COMMENTARY: The case against ‘gain-of-function’ experiments: A reply to Fouchier & Kawaoka
Over at CIDRAP, Marc Lipsitch and Alison P. Galvani have responded to critics— specifically, Ron Fouchier and Yoshihiro Kawaoka—of their recent study in PLoS Medicine. It is a thorough rebuttal of the offhand dismissal that Lipsitch and Galvani have met from Fouchier and Kawaoka and the virology community more generally.
This is a fantastic addition to the dual-use debate. Too often, stock answers given for the benefits of dual-use are put forward without sustained analysis: things like “will help us make new vaccines,” “will help us with disease surveillance,” or “will raise awareness.” Lipsitch and Galvani have drawn up roadmap of challenges that advocates of gain-of-function studies—specifically those that deal with influenza—must confront in order to the justify public health benefit of their work. We should hold researchers and funding agencies accountable to this kind of burden of proof when it comes to dual-use research.

Dual-use flow chart. Logical structure of the potential lifesaving benefits of PPP experiments, required intermediate steps to achieve those benefits (blue boxes), and key obstacles to achieving those steps highlighted in our original paper (red text). Courtesy Marc Lipsitch, 2014.
Lipsitch and Galvani’s response is also important because it critically addresses the narrative that Fouchier and Kawaoka have woven around their research. This narrative has been bolstered by the researcher’s expertise in virology, but doesn’t meet the standards of biosecurity, science policy, public health, or bioethics analysis. It’s good to see Lipsitch and Galvani push back, and point to inconsistencies in the type of authority that Fouchier and Kawaoka wield.

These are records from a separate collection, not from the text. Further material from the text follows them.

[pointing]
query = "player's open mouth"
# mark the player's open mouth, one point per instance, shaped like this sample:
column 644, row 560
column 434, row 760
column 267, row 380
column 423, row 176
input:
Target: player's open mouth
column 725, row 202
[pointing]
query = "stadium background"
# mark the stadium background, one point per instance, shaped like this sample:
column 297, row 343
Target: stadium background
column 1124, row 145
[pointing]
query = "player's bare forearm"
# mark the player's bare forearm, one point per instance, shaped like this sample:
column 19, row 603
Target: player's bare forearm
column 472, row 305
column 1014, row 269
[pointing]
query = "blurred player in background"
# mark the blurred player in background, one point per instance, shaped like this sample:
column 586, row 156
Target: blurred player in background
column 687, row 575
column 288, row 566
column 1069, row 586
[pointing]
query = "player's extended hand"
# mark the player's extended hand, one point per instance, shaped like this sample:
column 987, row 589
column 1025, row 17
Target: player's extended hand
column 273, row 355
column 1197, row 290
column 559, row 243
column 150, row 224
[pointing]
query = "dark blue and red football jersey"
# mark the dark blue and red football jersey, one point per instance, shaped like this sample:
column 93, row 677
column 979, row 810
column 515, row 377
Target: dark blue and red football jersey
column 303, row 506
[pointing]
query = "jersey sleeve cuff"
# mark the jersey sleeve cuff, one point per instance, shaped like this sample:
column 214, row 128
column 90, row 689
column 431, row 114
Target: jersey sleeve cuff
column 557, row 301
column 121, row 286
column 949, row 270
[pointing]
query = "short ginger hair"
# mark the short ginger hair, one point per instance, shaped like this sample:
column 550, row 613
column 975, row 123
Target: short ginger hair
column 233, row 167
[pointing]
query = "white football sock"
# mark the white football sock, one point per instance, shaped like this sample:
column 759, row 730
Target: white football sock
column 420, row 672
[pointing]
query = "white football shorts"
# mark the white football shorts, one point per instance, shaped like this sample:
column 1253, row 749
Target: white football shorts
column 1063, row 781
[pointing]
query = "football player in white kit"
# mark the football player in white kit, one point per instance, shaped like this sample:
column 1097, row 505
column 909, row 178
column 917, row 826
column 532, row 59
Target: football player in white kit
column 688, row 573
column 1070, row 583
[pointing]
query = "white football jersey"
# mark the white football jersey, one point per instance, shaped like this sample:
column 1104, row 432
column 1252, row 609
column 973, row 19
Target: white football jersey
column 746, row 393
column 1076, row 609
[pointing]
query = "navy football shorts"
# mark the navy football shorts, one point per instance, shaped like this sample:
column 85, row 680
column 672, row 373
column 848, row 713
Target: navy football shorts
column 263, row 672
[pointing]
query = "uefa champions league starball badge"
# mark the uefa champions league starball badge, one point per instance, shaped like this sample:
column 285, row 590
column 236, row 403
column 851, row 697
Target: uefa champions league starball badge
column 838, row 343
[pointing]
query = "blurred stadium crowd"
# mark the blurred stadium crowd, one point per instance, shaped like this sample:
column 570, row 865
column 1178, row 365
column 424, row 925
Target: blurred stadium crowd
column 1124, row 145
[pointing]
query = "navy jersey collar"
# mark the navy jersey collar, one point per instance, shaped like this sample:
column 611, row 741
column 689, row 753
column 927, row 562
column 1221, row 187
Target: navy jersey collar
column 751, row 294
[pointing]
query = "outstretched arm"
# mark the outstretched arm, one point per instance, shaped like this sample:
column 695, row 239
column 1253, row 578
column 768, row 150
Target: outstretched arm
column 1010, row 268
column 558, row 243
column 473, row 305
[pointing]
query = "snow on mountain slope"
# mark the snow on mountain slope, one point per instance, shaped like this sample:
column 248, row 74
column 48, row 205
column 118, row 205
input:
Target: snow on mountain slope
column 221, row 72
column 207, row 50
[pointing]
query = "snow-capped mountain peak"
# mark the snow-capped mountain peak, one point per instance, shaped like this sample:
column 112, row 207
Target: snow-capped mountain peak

UPDATE 06/19/14, 16:32: as I posted this, it occurred to me that the diagram Lipsitch and Galvani provide, while useful, is incomplete. That is, Lipsitch and Galvani have—correctly, I believe—illustrated the problems dual-use advocates must respond in the domain the authors occupy. These are challenges in fields like virology, biology, and epidemiology.
There are other challenges, however, that we could add to this diagram—public health and bioethical, for a start. It’d be a great, interdisciplinary activity to visualize a more complete ecosystem of challenges that face dual-use research, with an eye to presenting avenues forward that address multiple and conflicting perspectives.